A horse stands beneath a porch with its legs crossed, its rider leaning sleepily against the wall next to a barrel of bock beer. This painting on the wall of the Kaldenhoff pub in Essen could be a nod to times gone by. After all, the building existed back in the 19th century, and the pub within with its dark wooden benches, red floor tiles and former dance hall was already well-known to Franz Haniel. Let’s take a journey back in time:
185 years ago, Franz Haniel achieved a milestone in coal mining: For the very first time, the miners in the Franz pit in Schönebeck – then still part of Borbeck – managed to break through the layer of marl. On 26 March 1834, the leading miner in the pit, Stölzel, reported that he had now drilled into the “stone” – the marl – at a depth of around 52 m below ground. Just a day later, Stölzel added euphorically: “I am delighted to have the honour of announcing to Mr Haniel that we have just struck a bed of coal two feet (2 feet = approximately 60 cm) thick in the Kaldenhoffer Busch...” The bed of coal ultimately proved to be just 30 cm thick and so was not worth mining. However, this achievement marked a quantum leap forward in terms of the industrialisation of the Ruhr region.

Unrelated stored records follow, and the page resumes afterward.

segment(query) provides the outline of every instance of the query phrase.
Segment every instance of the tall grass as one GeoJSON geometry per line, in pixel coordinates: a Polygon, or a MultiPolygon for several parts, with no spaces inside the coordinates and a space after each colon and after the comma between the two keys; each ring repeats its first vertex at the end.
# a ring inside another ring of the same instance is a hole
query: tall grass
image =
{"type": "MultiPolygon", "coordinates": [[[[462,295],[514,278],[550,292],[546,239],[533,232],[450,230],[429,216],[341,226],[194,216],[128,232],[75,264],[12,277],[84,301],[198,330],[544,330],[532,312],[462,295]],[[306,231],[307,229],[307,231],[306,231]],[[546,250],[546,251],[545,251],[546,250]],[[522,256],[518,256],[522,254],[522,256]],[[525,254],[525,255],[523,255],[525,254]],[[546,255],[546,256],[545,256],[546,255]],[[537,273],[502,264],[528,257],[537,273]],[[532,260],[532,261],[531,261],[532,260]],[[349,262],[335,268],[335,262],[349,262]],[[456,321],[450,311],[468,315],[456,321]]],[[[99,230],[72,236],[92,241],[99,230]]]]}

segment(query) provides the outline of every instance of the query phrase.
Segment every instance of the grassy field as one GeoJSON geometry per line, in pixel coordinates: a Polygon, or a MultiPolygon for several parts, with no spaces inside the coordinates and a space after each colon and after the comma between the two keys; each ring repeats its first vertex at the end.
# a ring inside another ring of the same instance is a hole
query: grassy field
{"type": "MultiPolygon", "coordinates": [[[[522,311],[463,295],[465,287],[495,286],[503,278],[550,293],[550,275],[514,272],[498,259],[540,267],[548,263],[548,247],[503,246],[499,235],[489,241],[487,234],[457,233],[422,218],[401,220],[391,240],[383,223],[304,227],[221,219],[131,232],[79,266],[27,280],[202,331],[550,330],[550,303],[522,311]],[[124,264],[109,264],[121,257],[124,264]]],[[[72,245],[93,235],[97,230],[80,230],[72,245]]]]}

By drilling vertically (a process also known as sinking) through the – until then – impenetrable layer of marl, Franz Haniel was now able to access the layers of coal further down below where the high-quality bituminous coal needed to produce coke is found. The coke is then used as the basis for steel production. Unlike lean coal, which had already been mined for centuries in the Ruhr valley in open pit mines and tunnels, bituminous coal could only be reached by drilling vertical shafts into the earth.
As soon as the water-impermeable layer of marl is penetrated, large quantities of the water sitting above the stone flow into the shaft. The shaft therefore needs to be continuously pumped out using steam engines. It was not yet possible to do this on a continuous basis in 1834 because the expensive steam engines – mostly imported from England – were very prone to failure. Although Franz Haniel did prove with the Franz pit in 1834 that it was technically possible to mine bituminous coal, it was not a financially successful endeavour because the shaft kept flooding.
The employees were also full of liquid – though of the alcoholic variety – as everyone celebrated nonetheless and did so in style: On 3 April, Franz Haniel hired the dance hall, including dance licence, at the Kaldenhoff pub on Aktienstraße in Schönebeck for himself and his miners. According to the “accounts” from 1834, it was a lavish affair: The pub charged Haniel for “17 tankards of brandy at 6 silver pennies each, coffee for 10 men at 3 silver pennies each” and “more brandy and a few broken glasses,” totalling 9 thalers and 3 silver pennies. 17 tankards is roughly 22 litres. There was also 137 litres of beer to account for, as well as costs for musicians, white bread and cheese – rather a lot, considering that only around 30 men were involved. The rustic pub at Aktienstraße 140 is still in business today. Guests can still unwind there after a successful day’s work – only now with a pint of Stauder rather than bock beer.